Mirae looks like your mother, my wolf reminded me helpfully.

“Are you alright?” I asked awkwardly, trying not to squirm at the thought of someone crying. I’d lived for almost five decades, and tears still made me want to run and hide like a little boy. It wasn’t some deep, psychological fear; I just hated them.

Sierra nodded, wiping the offending tracks away with the back of her hand determinedly.

“Y-Yeah,” she said, forcing a smile. “I’m great.” It should have been a sin to let someone like Sierra get upset like that; she was always smiling. In fact, I was pretty sure that I’d never seen her cry like this before. Not proper crying.

“Sure?”

A sob rose up her throat, which she quickly stifled by ducking her head. Why was it that it was me comforting Jase’s distraught wife? I didn’t exactly have the best track record when it came to women, did I? Perhaps it was just God’s way of making me realised just how much I had screwed it up with my own wife.

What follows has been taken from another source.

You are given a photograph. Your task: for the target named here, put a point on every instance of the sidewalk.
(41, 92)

“I’m sorry,” she whimpered, wiping at her eyes with the back of her hand. “I thought I could put up with it, I really could.” It didn’t take a scientist of any shape or form to work out what she was on about.

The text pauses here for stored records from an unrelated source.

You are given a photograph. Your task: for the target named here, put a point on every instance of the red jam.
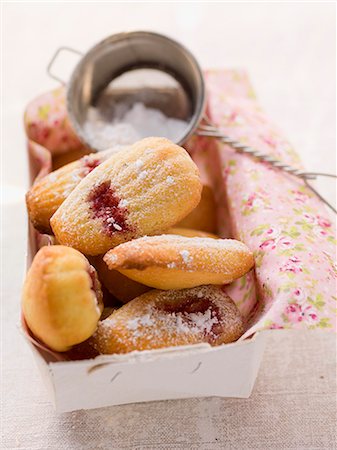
(195, 305)
(104, 204)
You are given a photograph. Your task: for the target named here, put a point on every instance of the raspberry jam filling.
(104, 204)
(201, 312)
(95, 285)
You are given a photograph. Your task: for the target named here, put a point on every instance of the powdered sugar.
(143, 175)
(186, 256)
(129, 125)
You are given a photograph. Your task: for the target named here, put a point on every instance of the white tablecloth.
(289, 50)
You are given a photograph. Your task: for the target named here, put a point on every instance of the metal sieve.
(179, 92)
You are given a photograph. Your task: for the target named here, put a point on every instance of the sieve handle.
(211, 130)
(55, 56)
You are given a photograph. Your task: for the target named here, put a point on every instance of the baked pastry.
(47, 123)
(141, 191)
(62, 297)
(48, 193)
(189, 232)
(121, 287)
(203, 217)
(177, 262)
(160, 319)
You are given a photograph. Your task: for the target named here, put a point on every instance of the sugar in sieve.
(156, 72)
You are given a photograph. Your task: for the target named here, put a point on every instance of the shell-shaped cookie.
(203, 217)
(189, 232)
(120, 286)
(160, 319)
(141, 191)
(177, 262)
(48, 193)
(62, 297)
(47, 123)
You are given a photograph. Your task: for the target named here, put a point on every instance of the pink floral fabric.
(276, 215)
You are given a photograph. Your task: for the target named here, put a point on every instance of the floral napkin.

Sometimes I wondered if it was my fault that Jase cheated. Maybe he had subconsciously picked up on the fact that I had been less than faithful to his mother, just had Annie had inevitably done. At least he didn’t know…the whole truth.

I was waiting for the right time.

But when was the right time to tell your son – the child that you had raised from birth – that his parentage was in doubt?

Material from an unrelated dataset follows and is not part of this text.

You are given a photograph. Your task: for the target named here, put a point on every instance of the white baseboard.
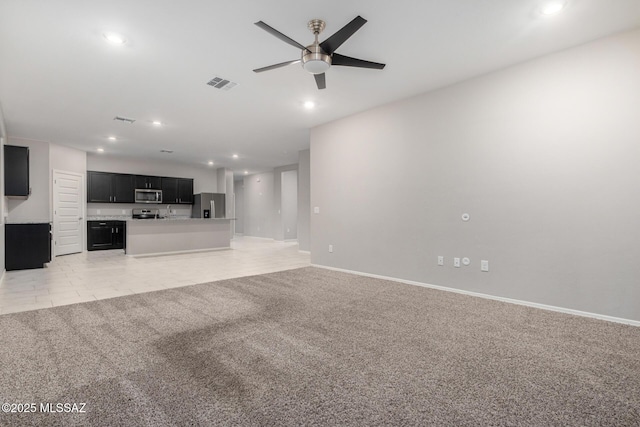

“It’s fine,” I mumbled, sitting down beside her. My eyes searched her tearful face, and suddenly I was wracked with guilt. This hadn’t been the first time I’d sat and tried to console an upset red head; in fact, I’d spent most of my marriage to Selene trying to make amends for all the stress I put her under. And yet I couldn’t help it; something within me drove me to treat her with little respect, with little appreciation which she obviously deserved.

I was a bad man. I was the sort of man that ought to be shot on sight. But that was neither here nor there anymore. Selene was long gone, and the products of my mistakes had now grown up.

“I love him,” Sierra whispered, hugging herself tightly. “I love him so much, and he just…won’t stop.” She trembled, crying quietly to herself as she rested her head against a pillar. “I keep trying to think about what I’ve done wrong, what I can do to change, but I can’t think of anything, Gordon; he just doesn’t want to stay with me.”